3 Simple Steps to Improve Ankle Mobility for Squats

The squat is a foundational movement in many fitness routines, but achieving proper squat depth requires adequate ankle mobility. To maintain balance during the squat, your knees need to travel forward beyond your toes. When ankle mobility is restricted, however, this becomes a challenge, causing compensations that can lead to improper form and potential injury.

A common problem many people face during squats is restricted ankle dorsiflexion (the ability to move the top of the foot upward toward the shin). If this range of motion is limited, you might find yourself tipping backward at the bottom of your squat. This puts your body out of alignment, and your instinct will be to lean forward to prevent yourself from falling.
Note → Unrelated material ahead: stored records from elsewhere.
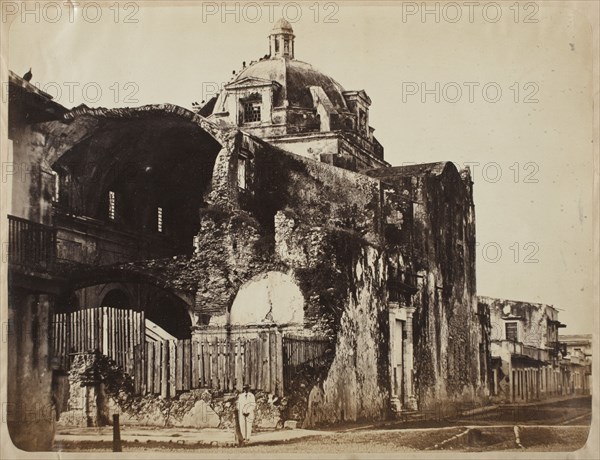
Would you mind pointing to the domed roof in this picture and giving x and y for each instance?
(296, 78)
(282, 26)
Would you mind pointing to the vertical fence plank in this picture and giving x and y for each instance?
(157, 366)
(232, 360)
(165, 369)
(172, 364)
(214, 364)
(207, 382)
(272, 362)
(194, 347)
(186, 365)
(239, 363)
(279, 351)
(150, 367)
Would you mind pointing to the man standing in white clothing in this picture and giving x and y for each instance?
(246, 404)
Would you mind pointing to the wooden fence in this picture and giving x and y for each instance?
(113, 332)
(302, 351)
(221, 360)
(223, 363)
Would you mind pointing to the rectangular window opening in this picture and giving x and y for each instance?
(159, 218)
(242, 172)
(111, 205)
(511, 332)
(251, 111)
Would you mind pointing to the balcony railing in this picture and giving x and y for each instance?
(30, 244)
(519, 349)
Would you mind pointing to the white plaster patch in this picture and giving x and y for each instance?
(271, 297)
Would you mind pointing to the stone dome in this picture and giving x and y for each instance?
(282, 26)
(295, 79)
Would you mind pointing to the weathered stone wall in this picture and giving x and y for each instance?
(322, 195)
(31, 179)
(435, 234)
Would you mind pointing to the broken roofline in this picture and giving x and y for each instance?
(219, 134)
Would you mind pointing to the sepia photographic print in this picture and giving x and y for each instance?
(299, 229)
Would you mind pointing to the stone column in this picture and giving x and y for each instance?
(30, 410)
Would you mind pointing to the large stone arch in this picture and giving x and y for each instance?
(168, 308)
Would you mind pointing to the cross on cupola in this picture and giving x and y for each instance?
(281, 40)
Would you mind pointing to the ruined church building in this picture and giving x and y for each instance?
(259, 238)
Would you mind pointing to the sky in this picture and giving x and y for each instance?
(506, 89)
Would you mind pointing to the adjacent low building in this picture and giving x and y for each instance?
(526, 353)
(578, 362)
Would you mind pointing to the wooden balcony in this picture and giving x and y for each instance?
(31, 244)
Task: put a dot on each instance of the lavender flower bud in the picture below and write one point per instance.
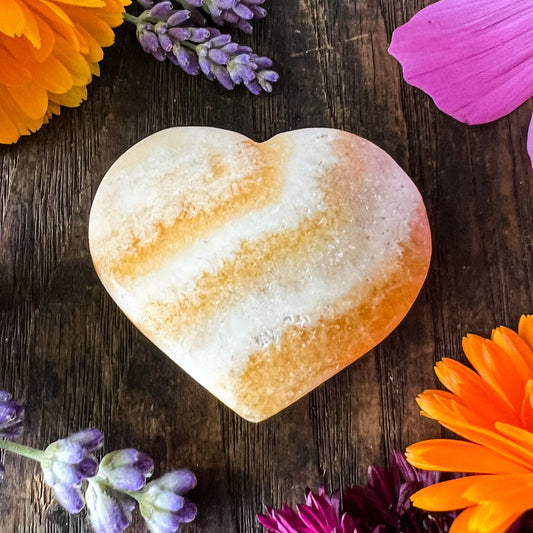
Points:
(163, 505)
(160, 32)
(67, 462)
(109, 510)
(186, 59)
(159, 11)
(178, 17)
(11, 416)
(126, 469)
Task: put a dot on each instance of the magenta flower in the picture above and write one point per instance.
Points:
(474, 57)
(319, 514)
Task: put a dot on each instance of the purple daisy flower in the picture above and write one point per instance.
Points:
(319, 514)
(381, 506)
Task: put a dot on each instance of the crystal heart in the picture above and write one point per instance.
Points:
(262, 269)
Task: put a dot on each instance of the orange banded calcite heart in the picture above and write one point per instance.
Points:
(262, 269)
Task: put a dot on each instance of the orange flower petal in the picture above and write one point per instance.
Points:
(473, 391)
(496, 369)
(49, 52)
(57, 19)
(12, 72)
(75, 63)
(32, 99)
(464, 492)
(495, 516)
(72, 98)
(460, 524)
(9, 133)
(516, 434)
(459, 456)
(12, 19)
(444, 496)
(98, 28)
(525, 329)
(517, 349)
(527, 407)
(494, 441)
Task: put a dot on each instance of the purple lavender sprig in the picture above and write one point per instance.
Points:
(168, 33)
(234, 13)
(67, 462)
(114, 487)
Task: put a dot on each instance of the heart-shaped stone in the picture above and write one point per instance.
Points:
(262, 269)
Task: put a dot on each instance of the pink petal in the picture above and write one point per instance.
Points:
(473, 57)
(530, 141)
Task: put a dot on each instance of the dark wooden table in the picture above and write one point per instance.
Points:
(71, 356)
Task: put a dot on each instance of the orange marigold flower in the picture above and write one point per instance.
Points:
(491, 407)
(49, 51)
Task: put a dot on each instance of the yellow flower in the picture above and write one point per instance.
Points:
(491, 407)
(49, 51)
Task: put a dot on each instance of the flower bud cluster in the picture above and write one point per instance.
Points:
(114, 487)
(175, 34)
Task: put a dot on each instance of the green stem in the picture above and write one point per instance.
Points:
(130, 18)
(20, 449)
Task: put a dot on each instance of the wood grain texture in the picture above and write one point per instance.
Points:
(74, 359)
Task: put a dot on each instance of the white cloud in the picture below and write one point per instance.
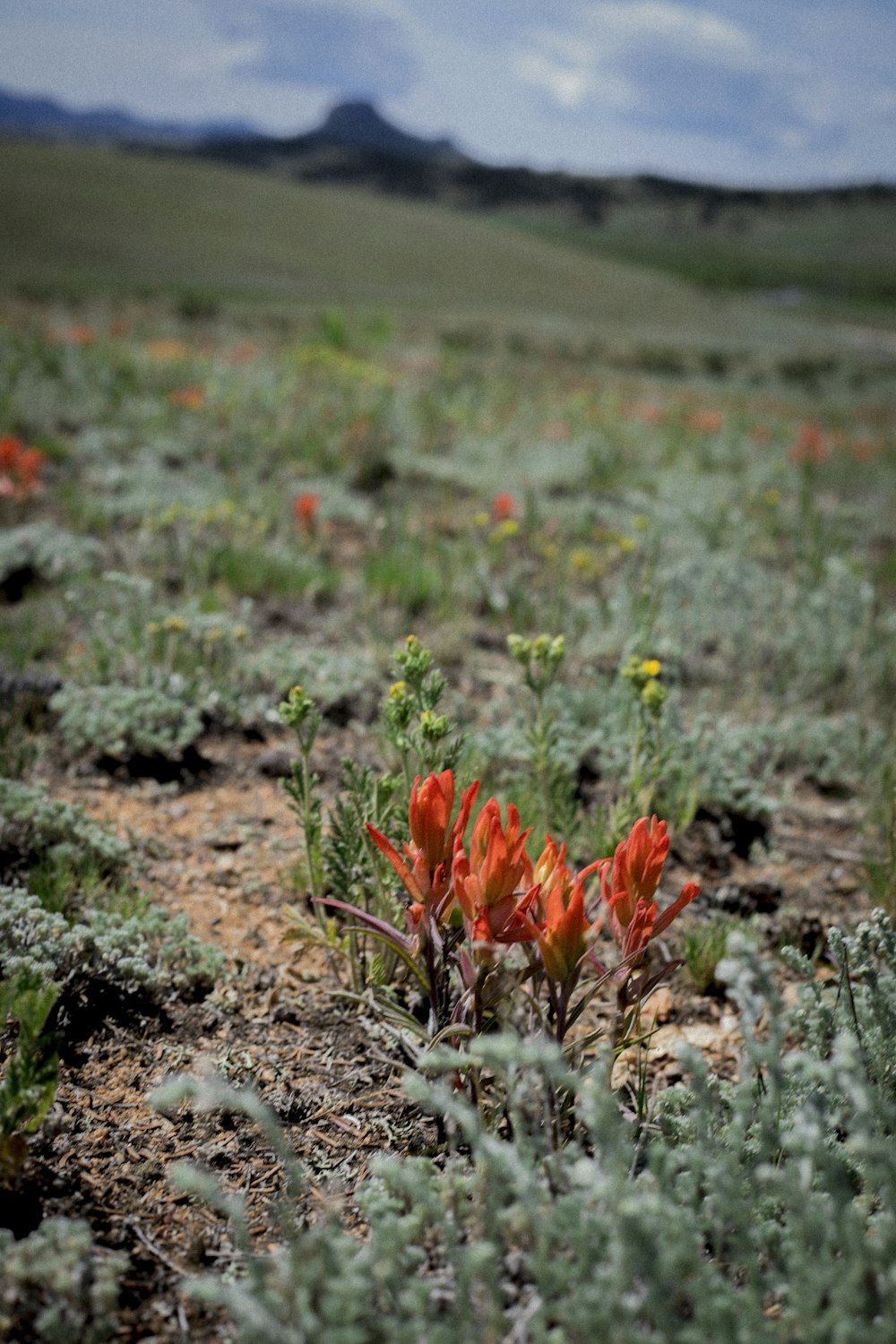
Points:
(565, 85)
(661, 19)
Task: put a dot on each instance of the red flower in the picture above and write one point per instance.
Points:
(809, 445)
(21, 468)
(645, 925)
(503, 507)
(635, 870)
(495, 887)
(563, 930)
(704, 422)
(188, 398)
(306, 508)
(627, 892)
(426, 868)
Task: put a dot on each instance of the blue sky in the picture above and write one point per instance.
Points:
(767, 91)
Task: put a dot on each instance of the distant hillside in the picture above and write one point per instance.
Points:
(826, 245)
(86, 220)
(45, 117)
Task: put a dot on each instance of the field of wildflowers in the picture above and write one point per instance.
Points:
(568, 677)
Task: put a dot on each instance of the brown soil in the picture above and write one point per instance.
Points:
(220, 849)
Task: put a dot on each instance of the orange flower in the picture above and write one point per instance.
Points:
(426, 868)
(563, 930)
(495, 887)
(645, 925)
(503, 508)
(809, 445)
(306, 508)
(704, 422)
(627, 892)
(190, 398)
(635, 870)
(646, 413)
(563, 938)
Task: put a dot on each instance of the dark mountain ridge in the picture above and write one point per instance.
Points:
(22, 115)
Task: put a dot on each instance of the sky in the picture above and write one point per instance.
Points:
(737, 91)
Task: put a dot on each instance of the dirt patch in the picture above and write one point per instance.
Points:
(220, 849)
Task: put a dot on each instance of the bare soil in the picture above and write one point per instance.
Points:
(220, 849)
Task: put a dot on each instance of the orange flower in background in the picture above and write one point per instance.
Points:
(704, 422)
(306, 508)
(188, 398)
(426, 868)
(809, 445)
(75, 335)
(166, 349)
(646, 413)
(21, 468)
(503, 508)
(495, 886)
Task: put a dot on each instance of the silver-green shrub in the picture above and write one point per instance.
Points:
(56, 1285)
(123, 722)
(151, 952)
(743, 1212)
(35, 824)
(47, 551)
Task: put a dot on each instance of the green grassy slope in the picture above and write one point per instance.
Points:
(94, 218)
(840, 252)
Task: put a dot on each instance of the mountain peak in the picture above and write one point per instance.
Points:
(359, 125)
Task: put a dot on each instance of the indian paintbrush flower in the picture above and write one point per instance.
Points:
(629, 883)
(495, 886)
(426, 868)
(306, 507)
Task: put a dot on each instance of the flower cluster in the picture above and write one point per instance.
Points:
(471, 902)
(21, 468)
(306, 508)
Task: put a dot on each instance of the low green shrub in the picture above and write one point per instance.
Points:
(30, 1072)
(56, 1287)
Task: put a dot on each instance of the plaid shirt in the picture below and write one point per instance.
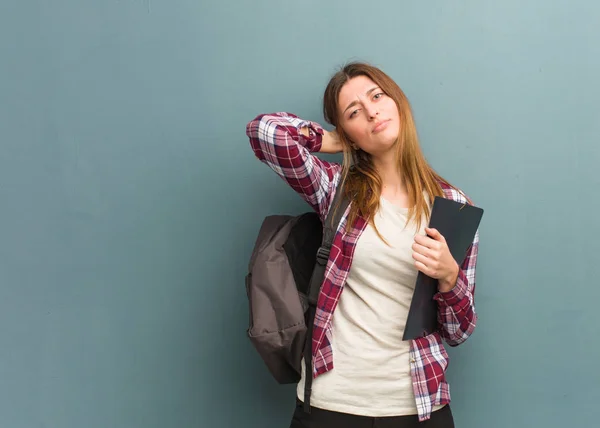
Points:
(276, 141)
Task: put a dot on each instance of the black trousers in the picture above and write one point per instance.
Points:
(319, 418)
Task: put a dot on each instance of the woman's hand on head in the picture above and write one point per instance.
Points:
(331, 143)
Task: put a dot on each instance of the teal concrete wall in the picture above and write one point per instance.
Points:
(130, 199)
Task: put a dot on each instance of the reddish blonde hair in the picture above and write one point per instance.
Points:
(362, 183)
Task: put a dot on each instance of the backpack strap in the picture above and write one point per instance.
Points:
(334, 216)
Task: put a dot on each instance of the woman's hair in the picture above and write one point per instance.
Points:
(362, 183)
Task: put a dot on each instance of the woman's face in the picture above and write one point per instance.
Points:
(369, 117)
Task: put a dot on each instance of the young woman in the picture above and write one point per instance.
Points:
(364, 374)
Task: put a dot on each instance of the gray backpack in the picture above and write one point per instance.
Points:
(284, 278)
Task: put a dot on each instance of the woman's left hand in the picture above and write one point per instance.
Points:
(432, 257)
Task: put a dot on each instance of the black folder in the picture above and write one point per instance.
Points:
(458, 223)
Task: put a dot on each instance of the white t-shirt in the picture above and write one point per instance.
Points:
(371, 374)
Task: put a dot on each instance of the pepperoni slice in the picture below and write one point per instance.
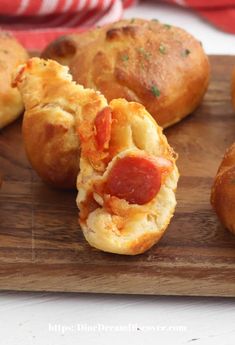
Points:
(136, 179)
(103, 123)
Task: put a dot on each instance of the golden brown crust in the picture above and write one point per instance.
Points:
(223, 190)
(233, 88)
(160, 66)
(53, 107)
(11, 55)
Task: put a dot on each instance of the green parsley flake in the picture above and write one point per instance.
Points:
(162, 49)
(155, 91)
(125, 57)
(167, 26)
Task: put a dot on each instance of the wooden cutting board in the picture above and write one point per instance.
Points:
(42, 247)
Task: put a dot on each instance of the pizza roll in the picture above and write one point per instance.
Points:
(160, 66)
(54, 105)
(11, 54)
(223, 190)
(127, 180)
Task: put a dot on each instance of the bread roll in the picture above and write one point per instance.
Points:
(11, 55)
(158, 65)
(127, 179)
(223, 190)
(54, 106)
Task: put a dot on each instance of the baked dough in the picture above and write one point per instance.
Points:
(233, 88)
(11, 55)
(223, 190)
(54, 105)
(109, 221)
(158, 65)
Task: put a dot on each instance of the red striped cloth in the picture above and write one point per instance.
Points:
(36, 22)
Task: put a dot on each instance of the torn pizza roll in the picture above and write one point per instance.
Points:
(127, 180)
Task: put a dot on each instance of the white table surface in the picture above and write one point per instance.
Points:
(56, 319)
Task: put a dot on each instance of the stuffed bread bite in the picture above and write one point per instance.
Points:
(160, 66)
(11, 54)
(127, 180)
(54, 105)
(223, 190)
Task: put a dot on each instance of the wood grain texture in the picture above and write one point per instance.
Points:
(42, 247)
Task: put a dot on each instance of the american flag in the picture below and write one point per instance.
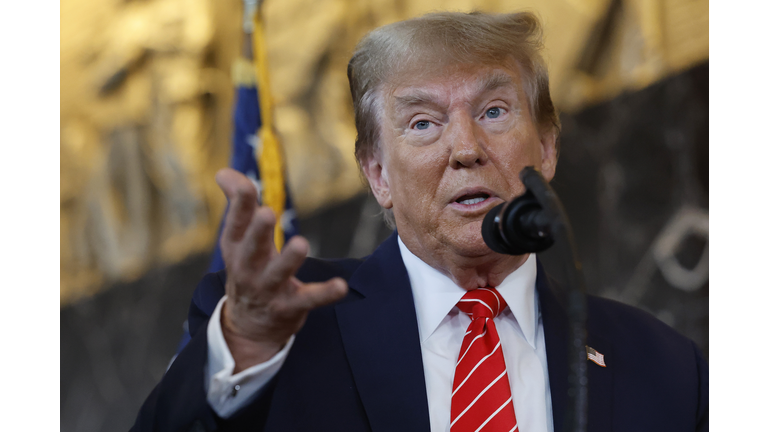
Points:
(595, 356)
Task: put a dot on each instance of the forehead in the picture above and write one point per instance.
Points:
(443, 84)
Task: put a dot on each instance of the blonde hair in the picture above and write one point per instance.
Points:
(438, 39)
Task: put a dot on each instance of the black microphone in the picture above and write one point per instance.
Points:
(518, 227)
(531, 223)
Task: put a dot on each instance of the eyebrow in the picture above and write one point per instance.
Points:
(494, 80)
(416, 98)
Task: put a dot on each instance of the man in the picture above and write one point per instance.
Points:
(433, 330)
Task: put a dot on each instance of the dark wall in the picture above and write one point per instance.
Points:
(633, 176)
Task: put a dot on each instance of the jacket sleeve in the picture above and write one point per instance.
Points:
(179, 401)
(702, 414)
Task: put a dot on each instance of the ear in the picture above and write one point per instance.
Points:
(379, 180)
(548, 153)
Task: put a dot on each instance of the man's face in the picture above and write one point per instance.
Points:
(452, 145)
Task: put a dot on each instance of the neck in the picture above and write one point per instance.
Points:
(470, 272)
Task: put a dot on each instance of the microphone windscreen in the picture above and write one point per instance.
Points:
(491, 233)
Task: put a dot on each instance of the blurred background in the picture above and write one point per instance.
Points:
(147, 101)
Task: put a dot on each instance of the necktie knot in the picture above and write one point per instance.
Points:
(482, 303)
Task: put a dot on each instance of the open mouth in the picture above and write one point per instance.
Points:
(475, 198)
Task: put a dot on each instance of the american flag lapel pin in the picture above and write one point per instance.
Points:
(595, 356)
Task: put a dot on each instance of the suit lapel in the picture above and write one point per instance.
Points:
(600, 399)
(556, 338)
(381, 339)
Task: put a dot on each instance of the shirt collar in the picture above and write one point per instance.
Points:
(435, 294)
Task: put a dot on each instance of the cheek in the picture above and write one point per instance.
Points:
(416, 173)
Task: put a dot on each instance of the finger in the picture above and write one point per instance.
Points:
(288, 262)
(259, 240)
(243, 199)
(313, 295)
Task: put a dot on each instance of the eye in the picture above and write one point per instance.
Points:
(493, 112)
(421, 125)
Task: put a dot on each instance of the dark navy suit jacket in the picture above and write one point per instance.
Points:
(356, 365)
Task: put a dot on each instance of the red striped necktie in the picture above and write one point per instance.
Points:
(481, 398)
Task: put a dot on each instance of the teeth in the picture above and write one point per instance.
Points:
(472, 201)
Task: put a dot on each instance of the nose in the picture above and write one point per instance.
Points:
(467, 143)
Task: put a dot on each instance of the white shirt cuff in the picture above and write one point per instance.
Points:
(227, 393)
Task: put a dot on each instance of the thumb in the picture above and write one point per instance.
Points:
(313, 295)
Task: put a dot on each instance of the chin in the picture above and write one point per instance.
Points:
(470, 243)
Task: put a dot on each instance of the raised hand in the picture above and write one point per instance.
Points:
(265, 303)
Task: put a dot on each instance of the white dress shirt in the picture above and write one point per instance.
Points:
(441, 330)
This forward lean may seem like a quick fix, but it places additional strain on your lower back, which isn’t ideal. This compensation could lead to discomfort or even injury over time.

So, what can you do to improve your squat while dealing with ankle mobility issues?

Step 1: Testing Ankle & Tibia Mobility

If you’re having trouble squatting deeply, it might be because your ankles or shins are tight. These areas can cause squat problems, but testing them can help you know where to focus.

Here’s a simple way to check your ankle and shinbone (tibia) mobility to improve your squat.

Check Ankle Mobility

    Ankle flexibility is important for a deep squat. If your ankles can’t bend enough, it makes squatting lower harder.

    • Feet Together Squat Test: Stand with your feet close together, facing forward. Squat down as low as you can. If your heels lift off the ground or you feel tightness in your ankles, your ankle mobility might be limited.
    • Elevated Heel Squat Test: To test further, try squatting with your heels raised on a small surface like a mat. If this makes it easier to squat deeper, your ankles need more flexibility.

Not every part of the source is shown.